You can query the INDEX_NAME$TXTIDX table to search for a string using the JSON_TEXTCONTAINS keyword. For example, when you call DBMS_CLOUD.CREATE_EXTERNAL_TEXT_INDEX procedure the INDEX_NAME value as VNCLOGS, this creates the VNCLOGS$TXTIDX JSON search index reference table.

The JSON search index reference table has the following columns:
  • object_name: is the file name on the Object Storage that contains the searched text string.

  • object_path: is the Object Storage bucket or folder URI that contains the object storage file.

  • length: is the length of the JSON document.

  • offset: is the byte offset of the beginning of the file.

  • mtime: is the last modified timestamp of the object storage file. This is the time when the file was last accessed by DBMS_CLOUD.

Run the following query to retrieve the object name, object path, offset and length from the JSON search index reference table:
SELECT * FROM (SELECT object_name, object_path, length, offset 
 FROM vnclogs$txtidx 
 WHERE JSON_TEXTCONTAINS (file_line_json, '$.tuples', '{XXX.XXX.0.1.10.10.10.10.null.XXX_345}') 
 ORDER BY mtime DESC) 
 WHERE rownum < 3;
 

This query provides internal information about where in your files in Object Storage the relevant documents are located. The query does not provide the actual documents.

To retrieve the documents directly, use the following query:

SELECT * FROM (SELECT object_name, object_path, data
 FROM vnclogs
 WHERE JSON_TEXTCONTAINS (file_line_json, '$.tuples', '{XXX.XXX.0.1.10.10.10.10.null.XXX_345}')
 ORDER BY mtime DESC)
 WHERE rownum < 3;
 

JSON Search Index Reference View

A view with the name INDEX_NAME is created when you run DBMS_CLOUD.CREATE_EXTERNAL_TEXT_INDEX to create a JSON index.

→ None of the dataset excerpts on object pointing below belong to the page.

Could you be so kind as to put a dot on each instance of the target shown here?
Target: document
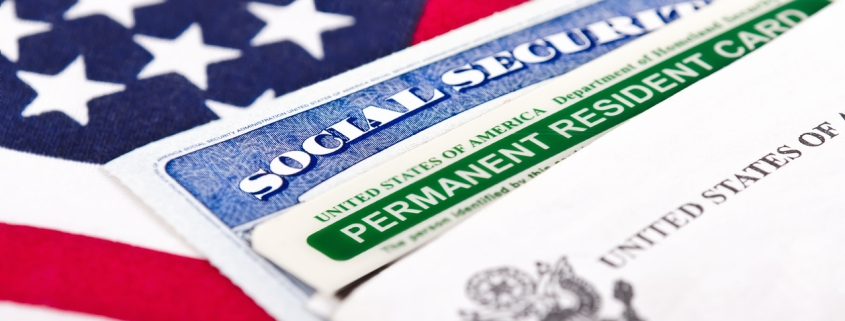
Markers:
(390, 211)
(724, 202)
(215, 183)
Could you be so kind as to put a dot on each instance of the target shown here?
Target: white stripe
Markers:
(24, 312)
(79, 198)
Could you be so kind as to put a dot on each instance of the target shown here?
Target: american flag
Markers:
(84, 81)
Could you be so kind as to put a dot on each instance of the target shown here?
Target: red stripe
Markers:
(95, 276)
(441, 16)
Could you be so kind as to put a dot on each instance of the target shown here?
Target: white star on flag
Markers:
(298, 22)
(68, 91)
(223, 110)
(12, 29)
(121, 11)
(187, 55)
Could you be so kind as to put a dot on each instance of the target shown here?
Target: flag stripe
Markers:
(441, 16)
(64, 271)
(95, 276)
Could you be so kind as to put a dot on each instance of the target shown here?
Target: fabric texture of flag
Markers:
(84, 81)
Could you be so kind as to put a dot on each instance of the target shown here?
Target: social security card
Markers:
(265, 168)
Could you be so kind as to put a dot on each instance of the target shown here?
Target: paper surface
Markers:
(216, 182)
(721, 203)
(397, 207)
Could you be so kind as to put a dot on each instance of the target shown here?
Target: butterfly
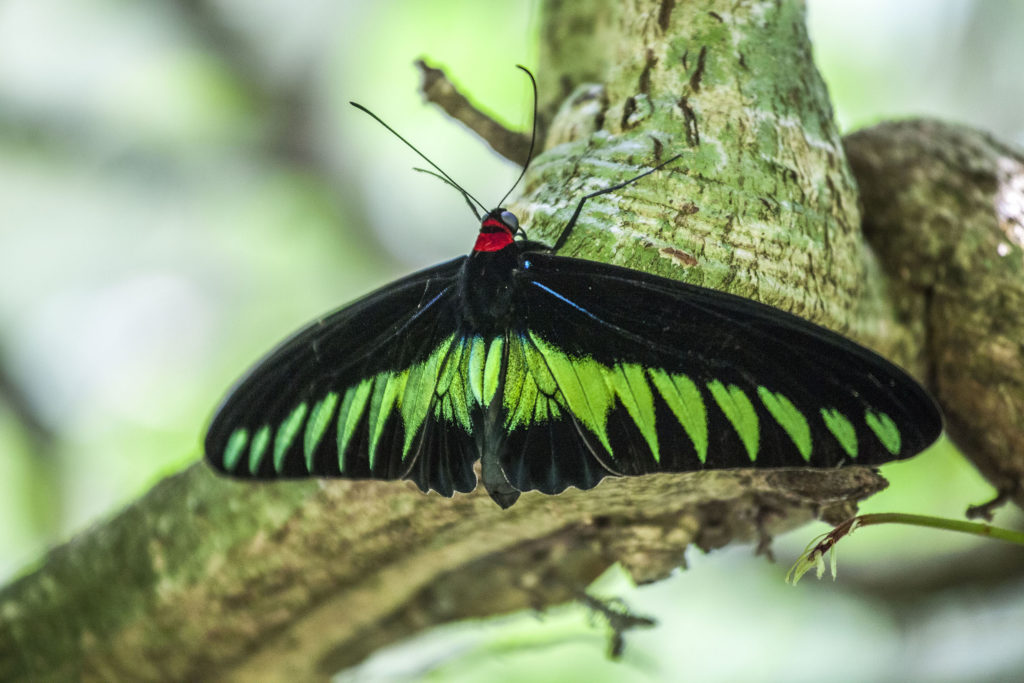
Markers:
(557, 372)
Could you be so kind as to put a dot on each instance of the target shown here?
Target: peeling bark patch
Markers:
(665, 13)
(692, 135)
(678, 256)
(636, 110)
(698, 72)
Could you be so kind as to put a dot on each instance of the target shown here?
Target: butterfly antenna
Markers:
(412, 146)
(532, 136)
(449, 182)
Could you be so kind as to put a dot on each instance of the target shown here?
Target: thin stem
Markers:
(813, 555)
(976, 528)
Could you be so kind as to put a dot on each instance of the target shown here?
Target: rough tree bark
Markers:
(205, 578)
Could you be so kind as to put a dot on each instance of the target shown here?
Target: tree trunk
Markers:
(209, 579)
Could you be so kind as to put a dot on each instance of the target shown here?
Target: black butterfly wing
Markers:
(373, 390)
(629, 373)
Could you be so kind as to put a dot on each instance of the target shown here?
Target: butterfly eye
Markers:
(509, 219)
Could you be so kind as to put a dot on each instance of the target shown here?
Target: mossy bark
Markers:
(207, 579)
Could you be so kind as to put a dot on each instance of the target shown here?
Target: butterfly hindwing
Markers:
(371, 391)
(659, 376)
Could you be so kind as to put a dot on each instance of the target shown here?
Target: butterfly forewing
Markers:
(660, 376)
(355, 394)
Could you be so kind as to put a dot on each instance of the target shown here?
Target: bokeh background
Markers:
(182, 183)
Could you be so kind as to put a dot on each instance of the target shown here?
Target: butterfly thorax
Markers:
(487, 274)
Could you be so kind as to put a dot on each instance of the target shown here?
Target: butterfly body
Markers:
(557, 372)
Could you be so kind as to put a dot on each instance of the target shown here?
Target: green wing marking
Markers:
(739, 410)
(790, 418)
(580, 384)
(684, 398)
(842, 429)
(236, 446)
(352, 407)
(885, 429)
(286, 434)
(320, 420)
(258, 447)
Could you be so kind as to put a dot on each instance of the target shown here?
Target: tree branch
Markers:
(945, 213)
(436, 88)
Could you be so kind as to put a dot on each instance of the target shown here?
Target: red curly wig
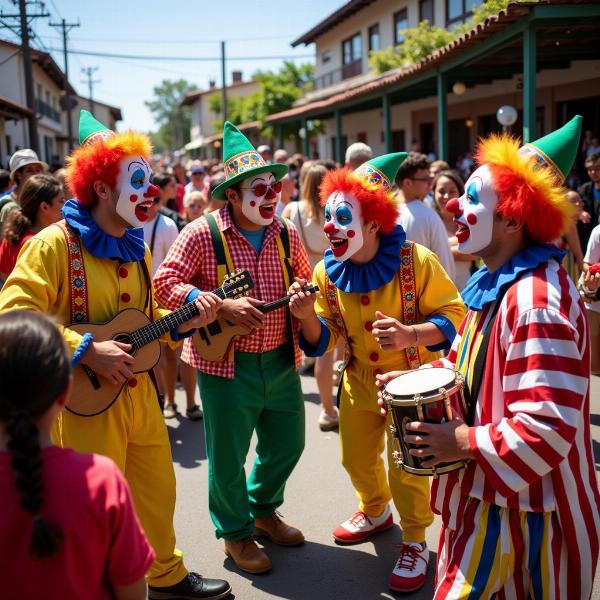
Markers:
(526, 192)
(376, 203)
(99, 161)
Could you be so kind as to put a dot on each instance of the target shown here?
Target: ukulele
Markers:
(215, 340)
(93, 393)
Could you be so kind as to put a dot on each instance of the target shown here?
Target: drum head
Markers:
(420, 381)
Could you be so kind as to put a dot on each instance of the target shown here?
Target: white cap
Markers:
(24, 157)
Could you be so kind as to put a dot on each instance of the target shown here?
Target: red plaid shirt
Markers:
(191, 263)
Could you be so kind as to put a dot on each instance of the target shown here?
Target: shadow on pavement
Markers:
(187, 442)
(317, 571)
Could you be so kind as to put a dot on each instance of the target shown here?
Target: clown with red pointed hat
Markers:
(523, 518)
(88, 268)
(395, 306)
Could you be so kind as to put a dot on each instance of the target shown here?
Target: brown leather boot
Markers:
(277, 531)
(247, 555)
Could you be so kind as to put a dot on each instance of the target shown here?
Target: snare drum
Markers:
(424, 395)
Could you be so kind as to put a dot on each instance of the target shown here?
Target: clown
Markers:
(394, 304)
(522, 519)
(88, 268)
(256, 389)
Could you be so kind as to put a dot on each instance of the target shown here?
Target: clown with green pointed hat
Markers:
(523, 353)
(395, 307)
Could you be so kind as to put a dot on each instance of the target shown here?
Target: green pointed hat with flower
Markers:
(90, 129)
(381, 170)
(557, 151)
(241, 160)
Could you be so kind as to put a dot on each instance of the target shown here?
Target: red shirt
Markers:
(9, 253)
(88, 498)
(191, 263)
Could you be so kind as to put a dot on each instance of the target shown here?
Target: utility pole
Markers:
(27, 71)
(66, 27)
(89, 73)
(224, 88)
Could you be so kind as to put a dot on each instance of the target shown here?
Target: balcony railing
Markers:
(45, 109)
(344, 72)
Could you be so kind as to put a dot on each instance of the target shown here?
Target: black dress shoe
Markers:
(190, 587)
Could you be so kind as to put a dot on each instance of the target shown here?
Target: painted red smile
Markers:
(462, 232)
(267, 211)
(338, 246)
(141, 211)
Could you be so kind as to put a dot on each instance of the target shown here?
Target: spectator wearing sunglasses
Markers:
(421, 223)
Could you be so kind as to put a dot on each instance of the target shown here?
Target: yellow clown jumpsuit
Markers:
(132, 431)
(362, 427)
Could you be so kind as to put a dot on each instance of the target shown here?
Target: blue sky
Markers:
(189, 28)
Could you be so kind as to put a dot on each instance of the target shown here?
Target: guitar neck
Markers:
(152, 331)
(269, 306)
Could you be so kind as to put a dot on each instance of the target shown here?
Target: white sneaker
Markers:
(361, 526)
(411, 567)
(327, 422)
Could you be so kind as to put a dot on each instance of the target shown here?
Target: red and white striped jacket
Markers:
(531, 436)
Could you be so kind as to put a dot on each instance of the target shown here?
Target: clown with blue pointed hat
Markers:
(395, 307)
(88, 268)
(523, 517)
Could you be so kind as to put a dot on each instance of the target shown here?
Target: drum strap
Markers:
(472, 393)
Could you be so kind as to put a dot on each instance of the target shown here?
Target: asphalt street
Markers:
(318, 497)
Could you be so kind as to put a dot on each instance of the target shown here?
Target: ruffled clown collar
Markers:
(363, 278)
(98, 243)
(485, 287)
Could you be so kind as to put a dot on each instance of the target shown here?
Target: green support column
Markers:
(442, 106)
(387, 124)
(306, 140)
(529, 76)
(338, 137)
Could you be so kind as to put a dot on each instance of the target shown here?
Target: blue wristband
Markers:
(85, 342)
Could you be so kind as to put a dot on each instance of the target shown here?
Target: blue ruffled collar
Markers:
(100, 244)
(484, 287)
(352, 277)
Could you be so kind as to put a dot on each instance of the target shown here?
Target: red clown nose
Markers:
(453, 207)
(152, 192)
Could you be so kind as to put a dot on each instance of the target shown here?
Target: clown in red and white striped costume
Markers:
(532, 454)
(522, 519)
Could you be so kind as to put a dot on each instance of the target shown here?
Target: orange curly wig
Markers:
(376, 203)
(99, 161)
(526, 191)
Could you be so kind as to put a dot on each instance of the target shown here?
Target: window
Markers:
(374, 42)
(400, 23)
(426, 11)
(458, 11)
(351, 49)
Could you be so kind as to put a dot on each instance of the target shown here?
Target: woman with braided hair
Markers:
(68, 527)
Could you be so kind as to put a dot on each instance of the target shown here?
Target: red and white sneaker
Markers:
(361, 526)
(411, 567)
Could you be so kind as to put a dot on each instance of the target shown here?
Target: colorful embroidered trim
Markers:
(542, 159)
(373, 176)
(88, 338)
(77, 277)
(409, 305)
(240, 163)
(334, 307)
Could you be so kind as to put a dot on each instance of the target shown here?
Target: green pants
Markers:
(265, 396)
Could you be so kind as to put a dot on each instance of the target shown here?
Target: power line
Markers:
(181, 58)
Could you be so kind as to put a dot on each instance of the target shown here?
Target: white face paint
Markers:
(474, 212)
(343, 225)
(136, 192)
(260, 195)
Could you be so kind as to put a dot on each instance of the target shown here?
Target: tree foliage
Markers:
(277, 92)
(421, 41)
(172, 118)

The view itself contains no data. The data is fetched in the view when you query the INDEX_NAME view using SQL condition JSON_TEXTCONTAINS.

Column Description
OBJECT_NAME

The file name on the Object Storage that contains the searched text string.

OBJECT_PATH

The Object Storage bucket or folder URI that contains the object storage file.

LENGTH

The length of the JSON document.

OFFSET

The byte offset of the beginning of the file.

DATA

The content of the Object Storage file.

FILE_LINE_JSON

The column on which the JSON_TEXTCONTAINS is performed.

MTIME

The last modified timestamp of the object storage file. This is the time when the file was last accessed by DBMS_CLOUD.

Error Log Table

An error log table index_name$txtidx_err is created when you create a JSON search index on the JSON files stored in Object Storage.

The table contains a list of the invalid JSON documents in your files. A JSON document is marked as invalid if the length of the source file that is indexed exceeds the default value or the specified value. The default value is 32767 bytes, and the maximum value you can specify using the json_index_doc_len format option is 200000 bytes. See Create a JSON Search Index on JSON Documents in Files for more information.

You can query the index_name$txtidx_err to get the list of invalid JSON files reported during the index creation.

Column Description
OBJECT_NAME The file name on the Object Storage that contains the searched text string.
OBJECT_PATH The Object Storage bucket or folder URI that contains the object storage file.
OFFSET Byte offset of beginning of the line.
LENGTH Length of the JSON document.
LINE_NUMBER Line number in the file at object store.